A Practical Guide to Building AI Agents for your Startup

A Practical Guide to Building AI Agents for your Startup

The world of technology is changing rapidly, from artificial intelligence (AI) to cybersecurity. Of the many AI variants, one that is taking the world by storm is large language models (LLMs). LLMs are built to handle complex and multi-step tasks, and through advances in reasoning, multimodality and tool use, LLM systems have a new category: agents.

As more and more businesses look to leverage new technologies, having an agent can be highly beneficial. These agents can perform tasks that would free up time for founders to focus on important tasks such as finding investors.

In this guide, we look at how you can build your own AI agent and more.

What Is an Agent?

In the most basic terms, agents are systems that independently accomplish tasks on your behalf. LLM agents are advanced AI systems designed for creating complex text-based workflows that need sequential reasoning. These agents can think ahead, remember past conversations, and use various tools to adjust their responses based on the situation and style needed.

Agents typically consist of four components:

  • Agent/brain – This is a language model/large action model that processes and understands language based on trained data.
  • Planning – Through planning agents can reason, breakdown complicated tasks into smaller, manageable parts and develop specific plans for each part.
  • Memory – Memory helps agents handle complex LLM tasks using a record of what has been done before.
  • Tool use – These are the different resources that help agents connect with external environments to perform certain tasks.

What can agents do for you?

Across various industries, LLM agents deliver benefits that align with your business goals in many ways, including:

Efficiency and automation: Agents can take care of any repetitive tasks you might have, handling large volumes of inquiries or data processing in a matter of seconds. This means your employees spend less time on mundane tasks and more on strategic initiatives across the business.

Elevated decision support: Agents can analyse large amounts of datasets and pull insights and patterns you might overlook. This can help reduce errors, improves risk assessment and strengthens data-driven decision making in areas like finance, supply chain and other industries.

Customisation and customer experience: LLM agents can produce hyper-personalised interactions by customising responses based on customer or employee preferences. Agents can have natural, context-aware conversations and help you deliver tailored experiences that drive loyalty and business growth.

Scaling and consistency: If you are looking to scale your business, you cannot afford any delays. By leveraging off LLM agents you can scale easily, manage large amounts of requests at once while maintaining accuracy and reliability.

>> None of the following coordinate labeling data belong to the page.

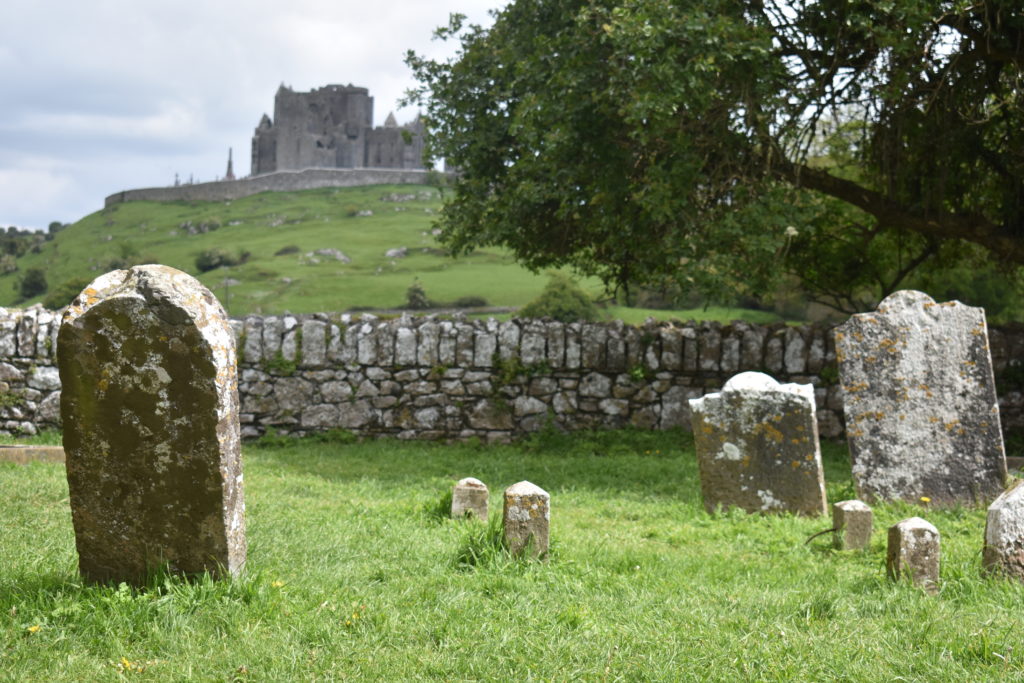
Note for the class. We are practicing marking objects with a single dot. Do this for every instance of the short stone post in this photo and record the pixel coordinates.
(1004, 552)
(913, 553)
(151, 427)
(469, 499)
(852, 521)
(525, 519)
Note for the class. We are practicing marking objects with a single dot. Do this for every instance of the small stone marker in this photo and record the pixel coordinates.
(525, 518)
(151, 427)
(852, 521)
(469, 499)
(1004, 551)
(922, 416)
(757, 444)
(913, 552)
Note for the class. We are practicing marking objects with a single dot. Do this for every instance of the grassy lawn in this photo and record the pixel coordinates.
(354, 574)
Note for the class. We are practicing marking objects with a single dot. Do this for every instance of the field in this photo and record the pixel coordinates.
(282, 231)
(354, 573)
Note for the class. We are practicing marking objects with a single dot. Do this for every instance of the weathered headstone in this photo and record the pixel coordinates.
(151, 427)
(525, 519)
(920, 399)
(852, 521)
(1004, 552)
(469, 499)
(757, 444)
(913, 553)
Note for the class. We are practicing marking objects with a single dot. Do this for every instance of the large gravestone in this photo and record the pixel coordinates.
(757, 444)
(922, 416)
(151, 427)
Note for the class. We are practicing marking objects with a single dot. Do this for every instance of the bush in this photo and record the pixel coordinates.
(561, 300)
(65, 293)
(33, 284)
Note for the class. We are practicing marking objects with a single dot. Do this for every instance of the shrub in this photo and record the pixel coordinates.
(65, 293)
(562, 300)
(33, 284)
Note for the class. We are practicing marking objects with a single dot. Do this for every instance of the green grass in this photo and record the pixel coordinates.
(354, 574)
(263, 224)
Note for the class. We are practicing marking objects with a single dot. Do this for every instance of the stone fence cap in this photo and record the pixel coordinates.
(525, 488)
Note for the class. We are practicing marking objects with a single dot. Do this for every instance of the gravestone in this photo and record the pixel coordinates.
(922, 415)
(1004, 552)
(852, 521)
(151, 427)
(525, 519)
(757, 444)
(469, 499)
(913, 553)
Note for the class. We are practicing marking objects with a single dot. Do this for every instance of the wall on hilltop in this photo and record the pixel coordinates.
(437, 379)
(312, 178)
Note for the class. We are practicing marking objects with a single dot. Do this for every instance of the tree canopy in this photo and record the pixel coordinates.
(716, 142)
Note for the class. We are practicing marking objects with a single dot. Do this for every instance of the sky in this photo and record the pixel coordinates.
(107, 95)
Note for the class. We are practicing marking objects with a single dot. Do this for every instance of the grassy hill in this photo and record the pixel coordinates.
(282, 232)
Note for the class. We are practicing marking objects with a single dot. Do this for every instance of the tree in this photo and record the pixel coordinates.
(641, 140)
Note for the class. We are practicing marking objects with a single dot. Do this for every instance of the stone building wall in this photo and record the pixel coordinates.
(434, 378)
(312, 178)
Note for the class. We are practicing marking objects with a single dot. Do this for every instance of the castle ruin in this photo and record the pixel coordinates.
(332, 127)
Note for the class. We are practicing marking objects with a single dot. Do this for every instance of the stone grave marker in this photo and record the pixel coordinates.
(852, 521)
(469, 499)
(913, 553)
(525, 519)
(757, 444)
(151, 427)
(920, 400)
(1004, 552)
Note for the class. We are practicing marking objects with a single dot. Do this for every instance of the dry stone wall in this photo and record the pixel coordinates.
(454, 378)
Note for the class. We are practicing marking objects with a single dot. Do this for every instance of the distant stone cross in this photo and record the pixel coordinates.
(151, 427)
(922, 416)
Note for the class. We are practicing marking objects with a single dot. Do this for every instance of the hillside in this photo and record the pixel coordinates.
(283, 232)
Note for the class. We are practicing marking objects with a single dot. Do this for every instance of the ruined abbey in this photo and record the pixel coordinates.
(332, 127)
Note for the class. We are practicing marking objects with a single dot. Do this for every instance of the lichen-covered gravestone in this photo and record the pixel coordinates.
(469, 499)
(757, 444)
(151, 427)
(525, 519)
(913, 553)
(1004, 551)
(922, 416)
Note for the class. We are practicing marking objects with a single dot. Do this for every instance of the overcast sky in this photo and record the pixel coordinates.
(107, 95)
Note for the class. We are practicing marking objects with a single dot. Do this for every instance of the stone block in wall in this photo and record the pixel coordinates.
(774, 350)
(428, 338)
(366, 343)
(465, 344)
(446, 344)
(731, 339)
(615, 347)
(272, 333)
(508, 340)
(672, 347)
(385, 343)
(252, 344)
(26, 332)
(313, 344)
(593, 343)
(573, 350)
(532, 348)
(710, 347)
(795, 355)
(555, 337)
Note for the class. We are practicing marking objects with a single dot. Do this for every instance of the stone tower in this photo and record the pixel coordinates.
(332, 127)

Innovate: By integrating LLM agents you can have tech such as 24/7 chatbot support and intelligent automation. This can improve your overall operations and leaves you with the capacity to innovate further.

Building your own LLM Agents

Creating cost-effective, tailored agents can be simpler than you think. According to OpenAI, these are the steps you should take when building your own LLM agent.

Step 1: Select your models

Every model has its own strengths, weaknesses and trade-offs related to task complexity, latency and cost. You might want to consider a variety of models for different tasks in the workflow.

You need to remember that not every task needs the smartest model. For example, a task like retrieval or intent classification can be handled by smaller, faster models, while harder tasks like decisions on finance may benefit from a more capable model. It’s all about knowing what you want your model to do.

In summary, the principles for choosing your model are easy: set up evaluations to establish the performance baseline, focus on meeting your accuracy target with available models and optimise for cost and latency by replacing larger models with smaller models where possible.

Step 2: The defining tools

The tools you will choose will extend the capabilities of your agent by using application processing interfaces (APIs) for underlying applications or systems. For a legacy system without APIs, agents can rely on computer-use models to interact directly with those applications and systems through web and application UIs – basically it can interact with elements within the application like a human would.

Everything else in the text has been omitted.